Interdimensional Yin-Yang: a review of Quantum Space

Quantum Space by Douglas Phillips

Book 1 of 5 Quantum Series 359 pages Copyright April, 2017

An online acquaintance whose views on what good science fiction is are congruent with my own gave me a link to a Kindle Unlimited Library offering, Quantum Time by Douglas Phillips. It was obviously the third book in a series, but I felt it could give me a good sense of the quality and content anyway. If I wasn’t hopelessly lost by page 20, that would suggest at least competent writing.

I got about a fifth the way in, and realized that while it was working perfectly well as a stand-alone novel, the two main characters had to have one hell of a backstory, based just on their reactions to some of the decidedly odd things going on around them.

So I got book one of the Quantum Series, Quantum Space.

The author’s blurb on Amazon reads as follows:

Space turned out to be deeper than anyone imagined.

High above the windswept plains of Kazakhstan, three astronauts on board a Russian Soyuz capsule begin their reentry. A strange shimmer in the atmosphere, a blinding flash of light, and the capsule vanishes in a blink as though it never existed.

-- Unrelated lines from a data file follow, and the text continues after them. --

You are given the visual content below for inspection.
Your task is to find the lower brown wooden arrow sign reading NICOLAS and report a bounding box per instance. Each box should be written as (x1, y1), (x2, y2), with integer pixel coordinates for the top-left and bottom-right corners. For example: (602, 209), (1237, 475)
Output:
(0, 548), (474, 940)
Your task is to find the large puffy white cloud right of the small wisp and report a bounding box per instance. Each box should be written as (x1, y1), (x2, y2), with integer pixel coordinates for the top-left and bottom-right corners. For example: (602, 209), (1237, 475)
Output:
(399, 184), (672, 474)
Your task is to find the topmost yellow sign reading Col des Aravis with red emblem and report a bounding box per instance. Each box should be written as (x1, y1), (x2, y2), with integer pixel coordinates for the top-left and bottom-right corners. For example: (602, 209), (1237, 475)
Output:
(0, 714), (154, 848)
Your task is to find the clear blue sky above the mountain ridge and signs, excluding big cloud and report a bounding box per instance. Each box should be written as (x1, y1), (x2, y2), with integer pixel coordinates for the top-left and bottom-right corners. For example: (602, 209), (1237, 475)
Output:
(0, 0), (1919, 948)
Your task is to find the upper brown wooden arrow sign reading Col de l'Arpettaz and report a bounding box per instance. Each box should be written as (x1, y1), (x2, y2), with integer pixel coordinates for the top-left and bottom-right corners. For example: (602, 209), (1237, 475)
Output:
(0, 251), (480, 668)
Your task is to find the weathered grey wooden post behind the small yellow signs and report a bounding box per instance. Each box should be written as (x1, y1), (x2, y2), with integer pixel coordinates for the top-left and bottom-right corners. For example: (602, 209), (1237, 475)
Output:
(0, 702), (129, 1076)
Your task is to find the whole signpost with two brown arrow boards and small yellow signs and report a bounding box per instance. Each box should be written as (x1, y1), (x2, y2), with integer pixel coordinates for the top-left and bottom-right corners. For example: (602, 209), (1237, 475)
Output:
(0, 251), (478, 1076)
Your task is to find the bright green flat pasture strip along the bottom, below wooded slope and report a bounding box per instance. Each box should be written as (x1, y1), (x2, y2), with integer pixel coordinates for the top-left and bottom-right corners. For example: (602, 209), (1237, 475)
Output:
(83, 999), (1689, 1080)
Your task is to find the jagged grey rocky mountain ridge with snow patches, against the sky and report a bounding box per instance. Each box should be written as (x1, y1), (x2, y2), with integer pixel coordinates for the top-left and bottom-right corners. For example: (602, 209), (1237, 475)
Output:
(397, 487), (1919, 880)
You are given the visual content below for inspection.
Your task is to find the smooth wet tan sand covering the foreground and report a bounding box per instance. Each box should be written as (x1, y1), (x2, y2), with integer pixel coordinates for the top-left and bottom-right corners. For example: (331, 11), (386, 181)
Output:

On the ground, evidence points to a catastrophic failure, but a communications facility halfway around the world picks up a transmission that could be one of the astronauts. Tragedy averted, or merely delayed? A classified government project on the cutting edge of particle physics holds the clues, and with lives on the line, there is little time to waste.

Daniel Rice is a government science investigator. Marie Kendrick is a NASA operations analyst. Together, they must track down the cause of the most bizarre event in the history of human spaceflight. They draw on scientific strengths as they plunge into the strange world of quantum physics, with impacts not only to the missing astronauts, but to the entire human race.”

The Soyuz does eventually turn up, but with no sign of the cosmonauts. Since the sealed capsule can only be opened from the outside, and there’s no sign of any horrible ending to the three men, the mystery only deepens.

Quantum Space is a locked room mystery, a voyage of scientific knowledge, and a first contact novel all wrapped up into one. While trying to find out what became of the cosmonauts our characters encounter a strange shiny silver object, a variation of the Yin-Yang circle. It turns out to be a Rosetta Stone, but one that only someone familiar with advanced quantum particle physics can unravel.

Both ingenious and scientifically literate, Phillips’ work is a great deal of fun, and like all really good science fiction writers, he introduces the reader to abstract and advanced elements in a way that is fun and engaging. If you only have a vague notion of what the Standard Model is, you’re in for a treat. Yes, that is the most boring name possible for the theory, and I’m sure Calvin, who came up with HSK (Horrendous Space Kablooie) for the Big Bang could have come up with something better. Phillips explains what it is, why it is everything in existence, and why it matters—and comes up with some amazing implications.

Oh, yes, and it’s a hell of a good read. There’s five books in the series, so this is just the start.